Musings About Geofilters for Targeting

A colleague recently asked me “what are some things to keep in mind with geo-targeting?”  It’s a good question and I thought I’d share my thoughts.

Geo-targeting refers to the practice of modifying the experience, specifically the content, offers, and related functionality of a web site or app, a marketer provides a person based on the person’s location.

Geo-targeting is most often used in the context of advertising (e.g. display and search) but the same concepts are employed in apps and messaging as well.

For example, the behavior of a Walmart or Target application will change depending on if someone is in or out of a store, they may even tailor the experience to a specific store.  Or, in the case of messaging, the timing, mode (email versus in-app push or SMS) and content of the message may be varied based on a person’s location.

Geo-targeting can be used to target local customers through paid (PPC) or organic search.

First, one can target specific location types, like grocery in the case of CPG marketing or high schools in the case of Secret’s program, in order to focus a marketing effort.  But location types alone is a fairly gross view of geo-filters.

For instance, not all location types are the same.  We know from shopper marketing research that consumer personas vary by store type and store location. We know consumer and shopper behavior varies across the store brands like Safeway, Target, Walmart, and Kroeger and across specific locations like Northern or Southern California, Texas, New York or Alabama.

Leading CPG marketers, therefore, in order to increase the effectiveness of their digital and physical marketing efforts, will adjust the content, messaging, call-to-action of their marketing to align with each location, while still staying true to the brand equity. The same logic, I suspect, would be true for high schools.

Moreover, as Marshall McLuhan explained in the 60s, “the medium is the message,” meaning the medium may affect the messages and how it is received.  In addition, Social and mobile has taught us that context matters when it comes to program effectiveness, to this end other context attributes, like medium, content, mode, timing, demographics,  should be considered along with geo-filters.  

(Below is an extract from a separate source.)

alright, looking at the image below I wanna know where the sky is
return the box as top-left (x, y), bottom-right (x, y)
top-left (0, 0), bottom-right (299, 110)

Take the medium, for example, the mediums of Snapchat, Facebook or Twitter to get the message out matters, audiences vary by the medium as do the social norms and expectations of the medium globally, nationally and regionally.  Also, each medium may support different messaging formats (text, images, audio, video) and formats may affect the message.  Finally, other attributes to consider beyond location and medium include gender, age, race, time, mode, current and past online behavior, the message call-to-action and more.